The classification model is a Vision Transformer (ViT). Input images are resized to 224 × 224 px, split into non‑overlapping 16 × 16 patches, and linearly projected to embeddings of dimension 512 for control‑vs‑KS and control‑vs‑WSS tasks, or 256 for KS‑vs‑WSS. A learnable class token and fixed positional encodings are added, followed by three transformer encoder blocks, each containing four self‑attention heads and a feed‑forward layer (hidden dimension 1,024 for the first two tasks, 512 for KS‑vs‑WSS). The class token output feeds a linear classification head. To mitigate overfitting on the limited data, five independent models are trained for 10 epochs each (Adam optimizer, learning rate 3 × 10⁻⁴, no dropout) and their logits are averaged to produce ensemble predictions.
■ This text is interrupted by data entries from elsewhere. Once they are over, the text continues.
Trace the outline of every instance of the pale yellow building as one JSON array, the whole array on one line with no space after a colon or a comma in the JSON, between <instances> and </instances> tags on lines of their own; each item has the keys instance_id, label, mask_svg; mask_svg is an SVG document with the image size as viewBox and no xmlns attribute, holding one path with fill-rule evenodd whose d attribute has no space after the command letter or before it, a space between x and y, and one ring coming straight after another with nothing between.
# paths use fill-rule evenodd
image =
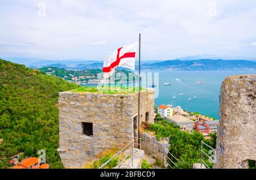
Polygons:
<instances>
[{"instance_id":1,"label":"pale yellow building","mask_svg":"<svg viewBox=\"0 0 256 180\"><path fill-rule=\"evenodd\" d=\"M171 117L174 115L174 109L164 105L160 105L158 107L158 113L162 118Z\"/></svg>"}]
</instances>

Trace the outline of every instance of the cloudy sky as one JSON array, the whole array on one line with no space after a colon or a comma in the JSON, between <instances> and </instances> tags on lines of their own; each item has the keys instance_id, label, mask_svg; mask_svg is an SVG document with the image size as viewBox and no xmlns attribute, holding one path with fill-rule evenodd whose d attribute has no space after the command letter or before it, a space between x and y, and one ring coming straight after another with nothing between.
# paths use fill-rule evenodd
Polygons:
<instances>
[{"instance_id":1,"label":"cloudy sky","mask_svg":"<svg viewBox=\"0 0 256 180\"><path fill-rule=\"evenodd\" d=\"M138 40L142 58L256 57L255 0L0 0L0 57L102 59Z\"/></svg>"}]
</instances>

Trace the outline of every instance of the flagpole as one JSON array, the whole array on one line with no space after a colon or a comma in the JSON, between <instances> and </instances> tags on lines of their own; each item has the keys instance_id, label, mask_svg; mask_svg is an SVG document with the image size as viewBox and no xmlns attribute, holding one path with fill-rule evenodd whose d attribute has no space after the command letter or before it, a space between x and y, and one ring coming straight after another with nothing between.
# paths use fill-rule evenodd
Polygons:
<instances>
[{"instance_id":1,"label":"flagpole","mask_svg":"<svg viewBox=\"0 0 256 180\"><path fill-rule=\"evenodd\" d=\"M141 123L139 121L139 117L141 116L139 114L139 104L140 104L140 95L141 95L141 33L139 33L139 95L138 95L138 136L139 138L141 138ZM139 139L138 140L138 142L139 142Z\"/></svg>"}]
</instances>

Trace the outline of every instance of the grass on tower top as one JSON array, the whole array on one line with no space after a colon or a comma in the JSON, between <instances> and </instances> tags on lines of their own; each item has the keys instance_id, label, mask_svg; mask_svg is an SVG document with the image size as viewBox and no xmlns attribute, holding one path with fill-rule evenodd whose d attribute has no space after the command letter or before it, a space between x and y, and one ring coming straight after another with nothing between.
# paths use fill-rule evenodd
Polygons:
<instances>
[{"instance_id":1,"label":"grass on tower top","mask_svg":"<svg viewBox=\"0 0 256 180\"><path fill-rule=\"evenodd\" d=\"M141 88L141 91L146 91L146 88ZM100 87L82 87L76 89L71 91L72 92L90 92L102 93L104 94L127 94L129 93L139 92L139 87L127 87L117 86L102 86Z\"/></svg>"}]
</instances>

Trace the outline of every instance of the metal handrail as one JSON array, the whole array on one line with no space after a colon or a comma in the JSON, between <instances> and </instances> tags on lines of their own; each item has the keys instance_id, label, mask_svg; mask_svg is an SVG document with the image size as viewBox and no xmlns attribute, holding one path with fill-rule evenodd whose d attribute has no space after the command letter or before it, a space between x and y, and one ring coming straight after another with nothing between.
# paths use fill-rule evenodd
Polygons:
<instances>
[{"instance_id":1,"label":"metal handrail","mask_svg":"<svg viewBox=\"0 0 256 180\"><path fill-rule=\"evenodd\" d=\"M204 164L206 167L207 167L207 168L210 169L210 167L209 167L209 166L207 165L207 164L204 161L204 160L203 159L203 155L204 154L205 155L206 155L209 159L210 159L213 162L214 162L214 160L213 159L212 157L210 157L210 156L208 156L208 155L207 155L203 150L203 145L206 145L207 147L208 147L208 148L209 148L210 149L211 149L212 150L213 150L215 152L215 149L211 147L210 146L209 146L208 144L206 144L205 143L204 143L203 140L201 141L201 168L202 168L203 167L203 164Z\"/></svg>"},{"instance_id":2,"label":"metal handrail","mask_svg":"<svg viewBox=\"0 0 256 180\"><path fill-rule=\"evenodd\" d=\"M170 155L172 157L173 157L176 161L177 161L177 162L175 163L175 162L174 162L168 156L168 155ZM179 163L181 163L181 164L187 164L187 165L190 165L191 167L192 167L192 165L191 164L189 164L189 163L188 163L188 162L182 162L182 161L180 161L180 160L179 160L177 158L176 158L176 157L175 156L174 156L171 153L170 153L169 151L168 152L168 153L166 154L166 153L164 153L164 151L163 151L163 166L164 167L164 168L167 168L166 167L166 166L164 165L164 162L166 162L167 164L167 167L168 167L168 166L170 166L171 167L171 169L174 169L174 167L173 166L172 166L171 165L171 164L170 164L170 163L167 161L166 161L165 159L164 159L164 156L166 156L166 157L167 157L167 158L168 158L168 159L171 162L172 162L172 164L177 168L178 168L178 169L180 169L179 167ZM177 163L177 164L176 164L176 163Z\"/></svg>"},{"instance_id":3,"label":"metal handrail","mask_svg":"<svg viewBox=\"0 0 256 180\"><path fill-rule=\"evenodd\" d=\"M131 165L133 166L133 159L134 159L134 144L138 144L139 145L140 149L141 148L141 138L134 138L134 139L138 139L139 140L139 143L134 143L134 139L133 139L129 143L128 143L125 146L124 148L123 148L121 150L119 151L116 154L115 154L114 156L113 156L109 160L108 160L107 161L106 161L104 164L102 164L98 169L102 169L105 167L109 162L110 162L114 158L115 158L117 156L118 156L118 165L117 166L118 168L120 168L120 165L122 162L123 162L125 160L126 160L127 157L131 155L131 160L130 161L130 164L131 161ZM131 145L131 150L129 151L126 155L126 156L123 159L122 161L121 161L121 154L123 151L126 149L129 145Z\"/></svg>"}]
</instances>

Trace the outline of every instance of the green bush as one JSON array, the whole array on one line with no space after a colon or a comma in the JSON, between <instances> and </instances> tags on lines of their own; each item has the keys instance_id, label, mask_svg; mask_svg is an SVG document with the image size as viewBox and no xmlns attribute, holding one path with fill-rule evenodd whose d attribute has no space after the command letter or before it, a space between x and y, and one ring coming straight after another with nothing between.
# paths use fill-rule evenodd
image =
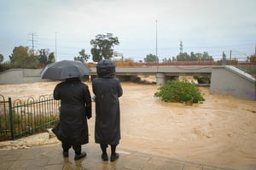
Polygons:
<instances>
[{"instance_id":1,"label":"green bush","mask_svg":"<svg viewBox=\"0 0 256 170\"><path fill-rule=\"evenodd\" d=\"M154 97L166 102L198 103L205 100L200 89L186 79L167 81L158 90Z\"/></svg>"}]
</instances>

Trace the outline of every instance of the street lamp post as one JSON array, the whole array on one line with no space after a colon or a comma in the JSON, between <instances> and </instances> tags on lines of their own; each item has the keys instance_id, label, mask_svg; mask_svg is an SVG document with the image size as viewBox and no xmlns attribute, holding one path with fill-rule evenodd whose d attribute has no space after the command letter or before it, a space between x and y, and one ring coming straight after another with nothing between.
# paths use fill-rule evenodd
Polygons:
<instances>
[{"instance_id":1,"label":"street lamp post","mask_svg":"<svg viewBox=\"0 0 256 170\"><path fill-rule=\"evenodd\" d=\"M156 72L158 72L158 57L157 57L157 20L155 20L155 64L156 64Z\"/></svg>"}]
</instances>

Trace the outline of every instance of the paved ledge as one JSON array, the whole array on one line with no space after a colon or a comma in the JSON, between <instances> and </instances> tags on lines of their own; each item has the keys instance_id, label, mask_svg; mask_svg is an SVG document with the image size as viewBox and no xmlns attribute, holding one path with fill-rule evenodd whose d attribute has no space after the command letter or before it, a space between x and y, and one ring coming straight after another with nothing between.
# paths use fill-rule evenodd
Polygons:
<instances>
[{"instance_id":1,"label":"paved ledge","mask_svg":"<svg viewBox=\"0 0 256 170\"><path fill-rule=\"evenodd\" d=\"M119 147L117 150L119 158L113 162L102 162L100 147L96 144L90 143L83 145L83 150L87 152L87 156L79 161L74 161L73 149L69 150L69 157L63 158L61 144L26 149L0 150L0 169L231 170L230 168L155 156ZM110 152L109 148L108 151Z\"/></svg>"}]
</instances>

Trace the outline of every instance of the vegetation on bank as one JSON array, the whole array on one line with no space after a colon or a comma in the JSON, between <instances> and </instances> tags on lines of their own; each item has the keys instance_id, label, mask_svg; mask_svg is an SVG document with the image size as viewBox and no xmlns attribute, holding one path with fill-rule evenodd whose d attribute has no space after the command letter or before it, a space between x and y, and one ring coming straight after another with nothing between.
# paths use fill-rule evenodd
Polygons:
<instances>
[{"instance_id":1,"label":"vegetation on bank","mask_svg":"<svg viewBox=\"0 0 256 170\"><path fill-rule=\"evenodd\" d=\"M169 80L158 88L154 97L165 102L199 103L205 100L203 94L192 82L186 79Z\"/></svg>"}]
</instances>

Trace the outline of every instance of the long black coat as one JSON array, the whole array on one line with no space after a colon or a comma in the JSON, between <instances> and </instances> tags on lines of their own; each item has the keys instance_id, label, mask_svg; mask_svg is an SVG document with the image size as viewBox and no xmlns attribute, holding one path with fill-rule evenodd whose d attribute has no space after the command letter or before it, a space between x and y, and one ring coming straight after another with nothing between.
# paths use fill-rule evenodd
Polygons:
<instances>
[{"instance_id":1,"label":"long black coat","mask_svg":"<svg viewBox=\"0 0 256 170\"><path fill-rule=\"evenodd\" d=\"M95 140L98 144L118 144L121 138L119 97L123 94L123 89L113 73L114 68L98 65L99 77L92 82L96 97Z\"/></svg>"},{"instance_id":2,"label":"long black coat","mask_svg":"<svg viewBox=\"0 0 256 170\"><path fill-rule=\"evenodd\" d=\"M71 79L56 85L54 99L61 99L60 123L53 129L66 144L89 142L87 119L91 117L91 96L88 86L79 79Z\"/></svg>"}]
</instances>

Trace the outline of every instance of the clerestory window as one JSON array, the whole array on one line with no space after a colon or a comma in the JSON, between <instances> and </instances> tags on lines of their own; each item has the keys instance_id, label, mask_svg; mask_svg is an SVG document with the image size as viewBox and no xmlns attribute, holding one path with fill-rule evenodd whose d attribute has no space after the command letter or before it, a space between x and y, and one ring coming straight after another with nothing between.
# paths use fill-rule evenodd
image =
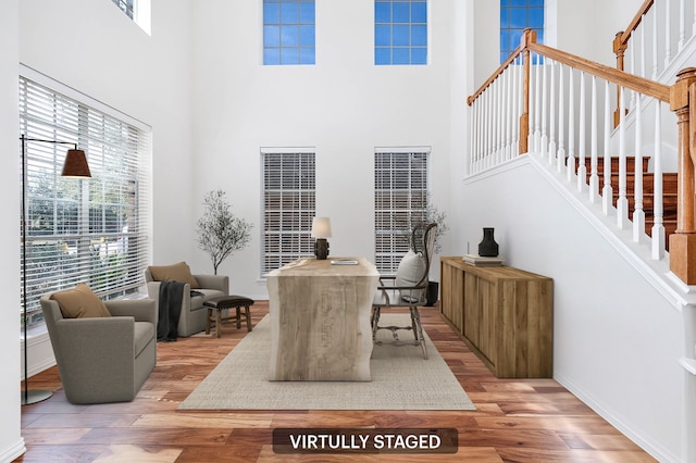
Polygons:
<instances>
[{"instance_id":1,"label":"clerestory window","mask_svg":"<svg viewBox=\"0 0 696 463\"><path fill-rule=\"evenodd\" d=\"M500 0L500 62L520 46L525 28L544 43L544 0Z\"/></svg>"},{"instance_id":2,"label":"clerestory window","mask_svg":"<svg viewBox=\"0 0 696 463\"><path fill-rule=\"evenodd\" d=\"M375 0L374 63L427 64L425 0Z\"/></svg>"},{"instance_id":3,"label":"clerestory window","mask_svg":"<svg viewBox=\"0 0 696 463\"><path fill-rule=\"evenodd\" d=\"M263 64L314 64L314 0L263 0Z\"/></svg>"}]
</instances>

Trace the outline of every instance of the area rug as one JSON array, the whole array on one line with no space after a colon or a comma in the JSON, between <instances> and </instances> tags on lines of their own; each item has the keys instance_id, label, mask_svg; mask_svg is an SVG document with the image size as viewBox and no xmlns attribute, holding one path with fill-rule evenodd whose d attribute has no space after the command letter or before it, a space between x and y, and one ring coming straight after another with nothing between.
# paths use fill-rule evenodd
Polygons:
<instances>
[{"instance_id":1,"label":"area rug","mask_svg":"<svg viewBox=\"0 0 696 463\"><path fill-rule=\"evenodd\" d=\"M382 322L398 324L402 316L383 314ZM411 334L402 338L407 336ZM418 346L375 346L372 381L269 381L271 323L266 315L178 410L475 410L425 338L427 360Z\"/></svg>"}]
</instances>

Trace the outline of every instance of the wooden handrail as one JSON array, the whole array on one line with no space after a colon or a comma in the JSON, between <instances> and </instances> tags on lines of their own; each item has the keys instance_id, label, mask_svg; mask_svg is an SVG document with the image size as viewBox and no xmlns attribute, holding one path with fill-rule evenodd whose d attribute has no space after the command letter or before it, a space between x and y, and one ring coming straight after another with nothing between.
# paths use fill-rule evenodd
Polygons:
<instances>
[{"instance_id":1,"label":"wooden handrail","mask_svg":"<svg viewBox=\"0 0 696 463\"><path fill-rule=\"evenodd\" d=\"M486 82L484 82L483 85L478 87L476 91L474 91L471 96L469 96L469 98L467 98L467 104L471 107L474 100L478 98L478 96L483 93L485 89L488 88L488 86L493 84L495 79L497 79L498 76L500 76L500 74L502 74L505 70L507 70L508 66L514 62L514 60L518 59L518 57L520 55L520 53L522 53L523 50L524 50L524 47L522 45L515 48L512 51L512 53L510 53L510 55L502 62L502 64L500 64L500 66L490 75L490 77L488 77Z\"/></svg>"},{"instance_id":2,"label":"wooden handrail","mask_svg":"<svg viewBox=\"0 0 696 463\"><path fill-rule=\"evenodd\" d=\"M651 0L645 1L642 11L649 9L651 5ZM642 15L643 13L639 14L639 16ZM632 25L634 23L638 24L639 21L634 18ZM630 34L626 35L626 37L629 36ZM619 40L619 35L617 35L617 41ZM616 85L620 92L623 88L626 88L658 101L666 102L676 114L679 127L679 207L678 229L670 236L670 268L687 285L696 285L696 209L694 202L696 130L692 129L696 126L696 67L683 70L678 74L676 83L673 86L667 86L552 47L537 43L536 34L531 29L525 29L520 46L500 64L496 72L467 99L467 103L472 105L486 88L501 76L511 63L522 57L522 64L524 66L523 88L521 88L520 91L523 93L523 108L519 116L520 138L518 141L520 154L527 152L531 52L599 77Z\"/></svg>"},{"instance_id":3,"label":"wooden handrail","mask_svg":"<svg viewBox=\"0 0 696 463\"><path fill-rule=\"evenodd\" d=\"M633 16L633 20L631 20L631 22L629 23L629 27L626 27L624 30L617 33L617 37L613 41L614 53L617 52L617 47L623 47L623 50L625 50L625 47L629 43L629 39L631 38L631 35L643 21L643 16L648 12L648 10L652 8L652 3L655 3L655 0L645 0L641 5L641 8L638 9L638 12L635 14L635 16Z\"/></svg>"},{"instance_id":4,"label":"wooden handrail","mask_svg":"<svg viewBox=\"0 0 696 463\"><path fill-rule=\"evenodd\" d=\"M586 60L566 51L558 50L536 42L536 34L533 30L525 29L520 46L508 57L508 59L496 70L496 72L486 79L486 82L467 99L467 103L471 105L476 98L502 74L502 72L525 50L533 51L545 58L549 58L559 63L583 71L587 74L604 78L610 83L647 95L666 103L670 102L670 87L644 77L627 74L623 71L609 67L607 65Z\"/></svg>"}]
</instances>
Performance is evaluated on a held‑out test set (80 % training / 20 % testing split at the participant level). The three binary tasks achieve the following results:

  • Control vs. KS – Accuracy 0.72, Precision 0.71, Recall 0.70, F1 0.71, AUC 0.80.
  • Control vs. WSS – Accuracy 0.80, Precision 0.73, Recall 0.73, F1 0.72, AUC 0.73.
  • KS vs. WSS – Accuracy 0.88, Precision 0.84, Recall 0.82, F1 0.83, AUC 0.85.

Beyond raw metrics, the authors extract self‑attention weights from the class token, average them across all layers and heads, reshape to the patch grid, normalize, and up‑sample to the original image resolution. Overlaying these attention heatmaps on the grayscale fingerprints reveals which regions most influence the model’s decision. In control‑vs‑KS and control‑vs‑WSS, the central fingertip area—where persistent fetal pads are located—receives the strongest attention, but additional salient regions include ridge curvature, bifurcations, and overall pattern geometry. In the KS‑vs‑WSS comparison, attention spreads across broader fingerprint features, suggesting that subtle, syndrome‑specific dermatoglyphic signatures exist beyond the obvious pad persistence.

The study acknowledges several limitations: the sample size, especially for WSS, is modest; the workflow relies on a dedicated optical scanner rather than a smartphone camera, which may limit scalability; and the biological interpretation of the learned features (e.g., correlation with specific KMT2A/KMT2D mutations) remains unexplored. Future work is proposed to (1) validate a purely smartphone‑based acquisition pipeline, (2) expand the dataset through multi‑center collaborations, (3) integrate multimodal data (facial images, speech, clinical notes), and (4) investigate genotype‑phenotype links between genetic variants and fingerprint patterns.

In conclusion, the paper demonstrates that a Vision Transformer can extract discriminative, interpretable features from fingerprint images to differentiate KS, WSS, and healthy controls. The attention‑based visualizations provide a transparent view of the model’s reasoning, supporting the notion that dermatoglyphic anomalies contain syndrome‑specific information. This proof‑of‑concept suggests that AI‑driven fingerprint analysis could become a rapid, low‑cost, and widely deployable screening tool for rare genetic disorders, especially in settings where conventional genetic testing is inaccessible.